In 1957 the major art promoters in São Paulo noticed that important figurative artists had been excluded from the biennial, which was more focused on Concrete art. As a result, the industrialist Isaí Leirner (who was, at the time, the director of the Museu de Arte Moderna de São Paulo) sponsored an alternative exhibition of works by twelve São Paulo artists. This first exhibition—which was later called the Prêmio Leirner de Arte Contemporânea—was held in the lobby of the building where the newspaper Folha de São Paulo had its offices. Leirner eventually created a space specifically for this purpose, known as the Galeria de Arte das Folhas (which was open from 1958 to 1962), where exhibitions were presented and debates and lectures were organized to discuss a wide range of trends and styles other than the ones endorsed by the organizers of the Bienal de São Paulo. Leirner and the other businessmen who were involved in the Galeria often bought the works exhibited there, which they then donated to various museums, thus contributing to the institutional recognition of participating artists. During its four-year lifespan the Galeria introduced many emerging artists, such as Franz Weissmann, Regina Silveira, Maria Helena Andrés, Mário Silésio, Emiliano Di Cavalcanti, Willys de Castro, and Hermelindo Fiaminghi, among others. [For the whole catalogue, see the following in the ICAA Digital Archive: “Prêmio Leirner de Arte Contemporânea, 1960” (1232976).]
The German art critic Wolfgang Pfeiffer (1912–2003) immigrated to Brazil in 1948, where he held various curatorial and academic positions in the city of São Paulo. He was employed as the technical director of the MAM-SP (Museu de Arte Moderna de São Paulo, 1951–59), and played similar roles at the Third and Fourth editions of the Bienal de São Paulo. Pfeiffer was appointed cultural attaché at the German Consulate in São Paulo (1960–77), chairman of the board at the Goethe Institut (1970–82), and director of the MAC-USP (Museu de Arte Contemporânea da Universidade de São Paulo, 1978–82), and held a number of teaching positions at universities in the Greater São Paulo area. He made a name for himself through his searing critique of baroque art and his writings on the twentieth-century historical avant-garde. He is one of the writers selected for this small exhibition of five prizewinning artists at the Prêmio Leirner de Arte Contemporânea, together with the artist and theorist Waldemar Cordeiro (1925–1973), the art critic Oswaldo de Andrade Filho (1914–1972), and the Concrete poet Décio Pignatari (1927–2012). This document includes a brief biography of the artist Moacyr Rocha and a list of the works that were shown at the event.

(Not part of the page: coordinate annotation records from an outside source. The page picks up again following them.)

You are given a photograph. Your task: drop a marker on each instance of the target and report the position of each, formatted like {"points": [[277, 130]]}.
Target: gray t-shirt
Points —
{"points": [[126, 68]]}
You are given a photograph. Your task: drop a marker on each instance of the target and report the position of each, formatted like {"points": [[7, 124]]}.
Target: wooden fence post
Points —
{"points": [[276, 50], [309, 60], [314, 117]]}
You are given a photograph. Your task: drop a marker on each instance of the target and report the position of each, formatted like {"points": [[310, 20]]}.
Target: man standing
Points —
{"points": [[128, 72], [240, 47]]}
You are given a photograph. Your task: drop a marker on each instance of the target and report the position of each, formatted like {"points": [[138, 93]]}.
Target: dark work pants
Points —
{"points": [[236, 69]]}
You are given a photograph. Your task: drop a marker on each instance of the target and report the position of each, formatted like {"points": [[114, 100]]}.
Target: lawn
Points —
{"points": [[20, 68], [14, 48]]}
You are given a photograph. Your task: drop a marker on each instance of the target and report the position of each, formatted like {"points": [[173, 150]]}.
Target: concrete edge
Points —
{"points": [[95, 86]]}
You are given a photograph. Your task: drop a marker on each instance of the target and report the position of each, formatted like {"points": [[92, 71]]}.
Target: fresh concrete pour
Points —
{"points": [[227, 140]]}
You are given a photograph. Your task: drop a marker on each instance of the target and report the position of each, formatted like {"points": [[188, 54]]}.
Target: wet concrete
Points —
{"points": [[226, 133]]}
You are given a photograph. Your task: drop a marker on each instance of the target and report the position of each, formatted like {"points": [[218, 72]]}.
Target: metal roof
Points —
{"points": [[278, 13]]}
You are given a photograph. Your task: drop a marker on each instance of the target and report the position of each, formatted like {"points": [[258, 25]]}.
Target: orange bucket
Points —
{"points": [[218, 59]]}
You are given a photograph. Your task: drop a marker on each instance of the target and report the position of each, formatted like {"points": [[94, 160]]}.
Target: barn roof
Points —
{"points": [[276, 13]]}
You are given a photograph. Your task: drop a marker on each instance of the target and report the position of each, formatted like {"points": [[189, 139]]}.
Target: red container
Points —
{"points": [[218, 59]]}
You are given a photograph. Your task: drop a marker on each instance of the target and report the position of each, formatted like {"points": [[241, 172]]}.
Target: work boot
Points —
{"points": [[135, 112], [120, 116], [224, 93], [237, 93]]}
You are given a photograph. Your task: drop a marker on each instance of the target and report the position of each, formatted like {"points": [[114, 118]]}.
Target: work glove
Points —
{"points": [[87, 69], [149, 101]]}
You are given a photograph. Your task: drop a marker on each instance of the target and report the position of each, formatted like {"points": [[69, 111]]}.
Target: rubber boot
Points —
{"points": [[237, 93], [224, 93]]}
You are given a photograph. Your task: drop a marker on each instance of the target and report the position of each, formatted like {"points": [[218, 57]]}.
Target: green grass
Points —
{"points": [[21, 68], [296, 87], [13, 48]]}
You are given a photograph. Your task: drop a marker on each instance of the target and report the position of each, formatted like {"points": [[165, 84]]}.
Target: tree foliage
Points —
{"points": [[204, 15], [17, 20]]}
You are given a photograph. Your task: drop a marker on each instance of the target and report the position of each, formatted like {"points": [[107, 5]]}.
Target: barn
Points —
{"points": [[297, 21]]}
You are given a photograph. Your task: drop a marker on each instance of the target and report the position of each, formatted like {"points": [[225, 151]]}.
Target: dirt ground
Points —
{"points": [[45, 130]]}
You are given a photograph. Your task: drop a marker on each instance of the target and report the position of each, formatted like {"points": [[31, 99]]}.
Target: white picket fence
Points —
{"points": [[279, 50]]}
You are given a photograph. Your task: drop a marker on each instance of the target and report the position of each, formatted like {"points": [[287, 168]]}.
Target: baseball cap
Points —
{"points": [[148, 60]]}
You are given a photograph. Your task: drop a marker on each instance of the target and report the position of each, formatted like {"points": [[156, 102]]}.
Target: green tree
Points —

Moacyr Rocha’s painting expresses the original idea behind the Prêmio Leirner, which was established to recognize the work of figurative artists who had not caught the eye of the organizers of the biennial, which was more focused on Concrete art. Rocha (b. 1929), from São Paulo, was not very well known; he was a student of Joan Ponce’s and a frequent visitor at Di Cavalcanti’s studio. In 1955 he had a show at the MAM-SP; his work was shown at the Salão de Belas Artes de Santos, the XVI Salão de Belas Artes do Paraná, the Salão Paulista de Arte Moderna (XI and XII versions), and several edition of the Exposição da Jovem Gravura Nacional.
[For more information about Pfeiffer, see his essay “Niobe Xandó” (1232976); in the same catalogue, see “Murilo Penteado” (1309128) by Oswaldo de Andrade Filho; “Thomaz Perina” (1309148) by Waldemar Cordeiro; and “Pignatari: vanguarda e Raul Porto” (1233071) by Décio Pignatari.]